Basin Classification

Classifying trajectories to identify hidden attractors.

The core goal of this library is determining whether an attractor is hidden or self-excited. This is done by examining the relationship between the attractor’s basin and the system’s unstable equilibria. The basins module provides the tools to perform this classification automatically.

The BasinLabel Enum

Every trajectory integrated by the workflows is ultimately assigned a label from the BasinLabel enumeration:

from hidden_attractors.basins import BasinLabel

print(BasinLabel.SELF_EXCITED)     # Trajectory converges to or originates from an equilibrium neighborhood
print(BasinLabel.HIDDEN_CANDIDATE) # Trajectory forms an attractor disconnected from all equilibria
print(BasinLabel.DIVERGENT)        # Trajectory escapes to infinity
print(BasinLabel.INCONCLUSIVE)     # Numerical errors or NaNs during integration

Basic Classification

If you have integrated a trajectory and just want to classify its final point, use classify_basin(). This is very fast and requires only the last point of the simulation.

from hidden_attractors.basins import classify_basin
from hidden_attractors.models import equilibria_nonsmooth, chua_nonsmooth_parameters
import numpy as np

params = chua_nonsmooth_parameters()
eq = equilibria_nonsmooth(params)

# Assume final_point is the last row of your integration array
final_point = np.array([1.51, 0.02, -1.49])

label = classify_basin(
    final_point=final_point,
    equilibria=eq,
    thresholds={
        "self_excited": 0.5,  # Distance to be considered "touching" an equilibrium
        "divergent": 100.0    # Distance to be considered escaped to infinity
    }
)

print(label) # BasinLabel.SELF_EXCITED (it's very close to O+)

Thresholds

The thresholds dictionary controls the geometric boundaries of the classification:

  • self_excited: If the Euclidean distance between the final_point and any equilibrium is less than this value, it’s classified as self-excited. This defines the “small neighborhood” around the unstable equilibria.
  • divergent: If any coordinate of the final_point exceeds this value, it’s marked divergent.

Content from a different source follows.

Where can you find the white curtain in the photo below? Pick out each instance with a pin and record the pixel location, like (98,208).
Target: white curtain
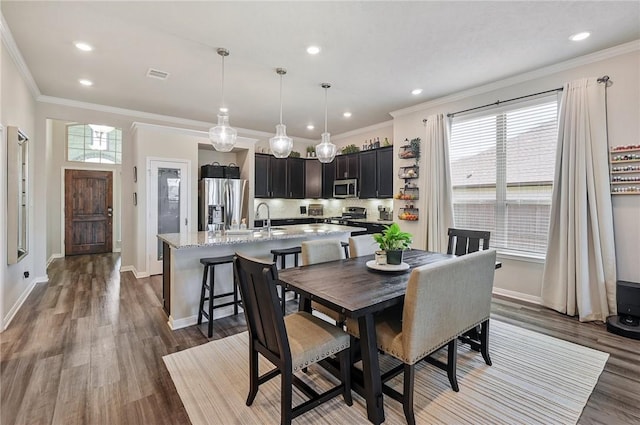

Strict Trajectory Classification

While classify_basin only looks at the final point, sometimes a trajectory might form a large attractor that doesn’t converge to a point, but does periodically swing very close to an equilibrium. To classify the entire attractor cloud, use classify_trajectory().

from hidden_attractors.basins import classify_trajectory

# x is the full trajectory array of shape (N, 3)
label = classify_trajectory(
    trajectory=x,
    equilibria=eq,
    thresholds={"self_excited": 0.5, "divergent": 100.0}
)

This function computes the minimum distance from any point in the trajectory to any equilibrium. If that minimum distance is less than the self_excited threshold, the entire attractor is considered self-excited, even if the final point happens to be far away at the moment integration stopped.

This is the most robust way to verify a hidden candidate.